How much protein? Well, the vague answer is it's athlete dependent. What 's worked best for us to help maintain muscle mass and offset daily dietary deficits is 2-2.5g/kg of body mass. A 70kg man weighs 140lbs, so 70 x 2g = 140g and 70 x 2.5 = 175g. For the detractors, most of whom have never trained anyone, who might claim this is too much, remember these are elite athletes, not desk jockeys, who frequently train three times per day. To put it mildly they're tearing down some muscle--i.e.--protein. That muscle has to be rebuilt.

 We also use another formula. Say your athlete begins camp at 150 lbs and make-weight contract is 135. We invert these numbers usually starting off giving the athlete 135g of protein/day and increasing it to150g/day the closer we get to the weigh-in, perhaps adjusting it somewhat during the taper down period when we begin cutting workload. Much has been discussed and written about the importance of recovery. Proper rest is only one element of recovery. A lot of athletes, trainers and coaches don't  understand that nutrition is recovery; that after a hard workout it's the first step and it begins way before bedtime and sleep.

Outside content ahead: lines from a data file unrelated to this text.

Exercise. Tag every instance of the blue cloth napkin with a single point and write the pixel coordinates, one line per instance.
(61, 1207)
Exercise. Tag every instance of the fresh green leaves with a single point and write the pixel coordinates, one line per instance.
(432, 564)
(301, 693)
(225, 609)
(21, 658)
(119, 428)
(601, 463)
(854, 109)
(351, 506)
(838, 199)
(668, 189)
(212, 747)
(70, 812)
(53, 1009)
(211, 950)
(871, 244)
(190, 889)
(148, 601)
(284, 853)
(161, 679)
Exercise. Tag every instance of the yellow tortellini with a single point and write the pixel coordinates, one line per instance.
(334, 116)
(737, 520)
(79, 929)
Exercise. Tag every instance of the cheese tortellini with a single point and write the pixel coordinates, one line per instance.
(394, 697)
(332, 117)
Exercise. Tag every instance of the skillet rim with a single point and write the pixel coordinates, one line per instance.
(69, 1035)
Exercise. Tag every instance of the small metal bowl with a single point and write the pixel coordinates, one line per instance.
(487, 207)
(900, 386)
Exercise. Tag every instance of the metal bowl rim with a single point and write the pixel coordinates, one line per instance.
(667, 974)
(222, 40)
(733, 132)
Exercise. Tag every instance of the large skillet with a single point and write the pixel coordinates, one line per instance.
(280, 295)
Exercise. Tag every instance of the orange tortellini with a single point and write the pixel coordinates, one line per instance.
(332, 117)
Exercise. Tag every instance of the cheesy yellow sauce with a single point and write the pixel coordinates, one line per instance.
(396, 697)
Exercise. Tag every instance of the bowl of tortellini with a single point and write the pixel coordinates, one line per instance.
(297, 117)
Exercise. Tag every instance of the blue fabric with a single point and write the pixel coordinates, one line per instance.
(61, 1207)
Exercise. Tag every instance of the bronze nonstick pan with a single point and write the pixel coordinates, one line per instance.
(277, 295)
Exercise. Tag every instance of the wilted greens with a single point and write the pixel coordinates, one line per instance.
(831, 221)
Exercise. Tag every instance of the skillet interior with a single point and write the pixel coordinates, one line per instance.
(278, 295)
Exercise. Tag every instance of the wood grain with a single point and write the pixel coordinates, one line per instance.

One of the first macro elements to get cut is carbohydrates. As previously noted one of the important roles of insulin, especially in the presence of carbs, is to decrease lipolysis; in other words, slow the process of breaking down fat, just the opposite of your intended goal of decreasing body fat and building more lean muscle mass. There is plenty of evidence in the literature showing that hard training in the presence of reduced carbohydrates actually accelerates fat loss by enhancing the oxidative power of skeletal muscle, ironically the exact opposite of conventional wisdom that one needs a high carb-diet to support intense daily workouts. So don't be too afraid to ramp up the protein to somewhat compensate for those reduced carbs. Those hard-working muscles will love you for it.